System and Method for Automated Detection of Plagiarized Spoken Responses
- Author(s):
- Evanini, Keelan; Wang, Xinhao
- Patent Issued:
- Sep 13, 2016
- Patent Number:
- 9,443,513
- Source:
- ETS Patent
- Document Type:
- Patent
- Family ID:
- 54142709
- Subject/Key Words:
- Patent, Active Patent, Automatic Speech Recognition, Plagiarism, Automated Scoring and Natural Language Processing, Automated Scoring of Speech, Spoken Language Assessment, Content-Based Scoring
Abstract
Systems and methods are provided for automated detection of plagiarized spoken responses. A spoken response is processed to generate a text that is representative of the spoken response. The text is processed to remove disfluencies in the text and to identify a plurality of sentences in the text. A first numerical measure indicative of a number of words and phrases of the text that are included verbatim in a source text is determined. The source text has been designated as a source of plagiarized content.

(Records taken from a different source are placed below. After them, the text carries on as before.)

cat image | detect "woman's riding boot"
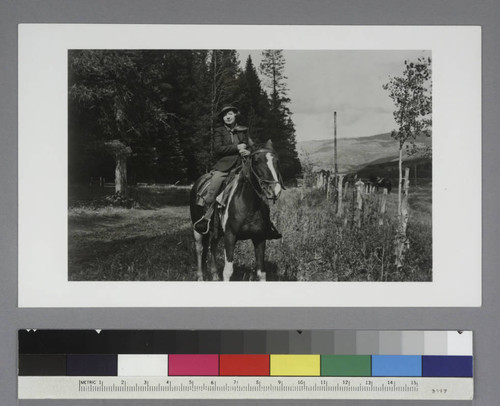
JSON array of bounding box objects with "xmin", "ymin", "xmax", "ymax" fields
[{"xmin": 194, "ymin": 202, "xmax": 215, "ymax": 234}]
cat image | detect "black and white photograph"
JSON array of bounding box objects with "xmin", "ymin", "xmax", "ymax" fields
[
  {"xmin": 19, "ymin": 24, "xmax": 480, "ymax": 306},
  {"xmin": 68, "ymin": 49, "xmax": 432, "ymax": 282}
]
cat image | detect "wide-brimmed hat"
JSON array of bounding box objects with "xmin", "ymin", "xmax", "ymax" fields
[{"xmin": 217, "ymin": 104, "xmax": 240, "ymax": 120}]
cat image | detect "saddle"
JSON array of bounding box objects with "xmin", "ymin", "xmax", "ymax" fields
[{"xmin": 196, "ymin": 166, "xmax": 241, "ymax": 207}]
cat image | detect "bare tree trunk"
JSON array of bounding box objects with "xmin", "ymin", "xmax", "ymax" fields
[
  {"xmin": 395, "ymin": 168, "xmax": 410, "ymax": 269},
  {"xmin": 337, "ymin": 175, "xmax": 344, "ymax": 217},
  {"xmin": 115, "ymin": 154, "xmax": 127, "ymax": 197},
  {"xmin": 398, "ymin": 142, "xmax": 403, "ymax": 219}
]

A second numerical measure indicative of an amount of the text that paraphrases portions of the source text is determined. A third numerical measure indicative of a similarity between sentences of the text and sentences of the source text is determined. A model is applied to the first, second, and third numerical measures to classify the spoken response as being plagiarized or non-plagiarized.